Heroes are made, not born. And according to students at the University of Maryland, San Francisco 49ers Quarterback Colin Kaepernick made himself into a hero last Friday when he refused to stand for the playing of the national anthem.
According to Campus Reform, which took its cameras to the university’s campus, one student said, “I think what he did was great, it’s heroic, it’s sending a message,” while another concurred, telling interviewer Cabot Phillips, “I would say it’s pretty heroic. I respect people who stand up for what they believe in.”
One might quibble with her use of the metaphor “stand up for what they believe in” to describe someone who refused to stand.
But the fun (read “revealing”) part of the interview came when Phillips asked students to recite “The Star-Spangled Banner,” the poem that provides the lyrics of the national anthem. The majority of them, he writes, could not.
Here’s the video:
These students are not alone in their praise for Kaepernick or in fostering the implication that the anthem is in some way “a celebration of slavery,” as one writer put it. LU’s Joe Newby has more on this aspect of the story at Conservative Firing Line.
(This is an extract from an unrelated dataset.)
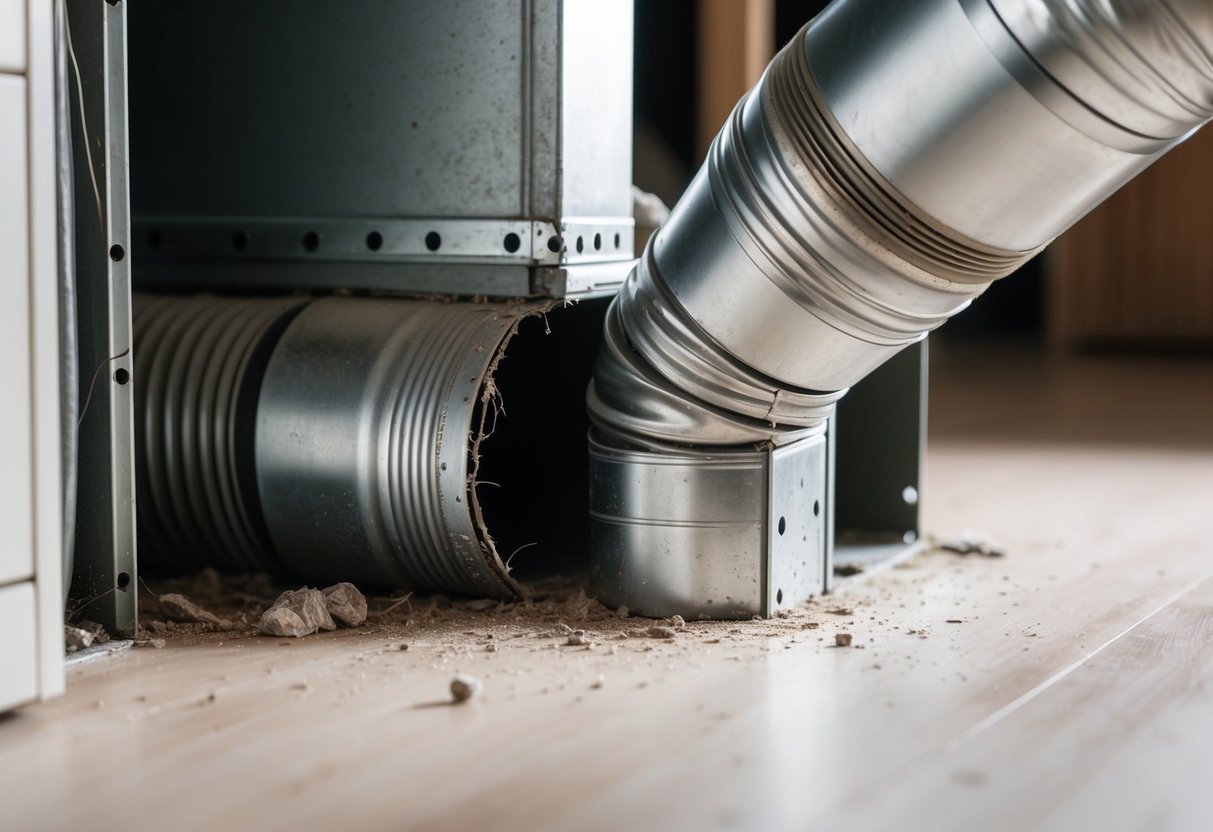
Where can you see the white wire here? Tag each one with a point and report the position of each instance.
(84, 118)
In the meantime, those who believe that Colin Kaepernick behaved heroically or demonstrated bravery, as the mother of performer Beyoncé put it, should be asked to explain how. It is easy to show disrespect for the flag or the national anthem in a country like ours, which promotes free expression. If Kaepernick’s supporters or the athlete himself want to know the risks of showing disrespect — even unintentionally — in a nation that oppresses its citizens, they should ask former North Korean Vice Premier for Education Kim Yong-Jin. Of course, they might have difficulty. Kim was executed for “bad posture” and falling asleep at a state meeting.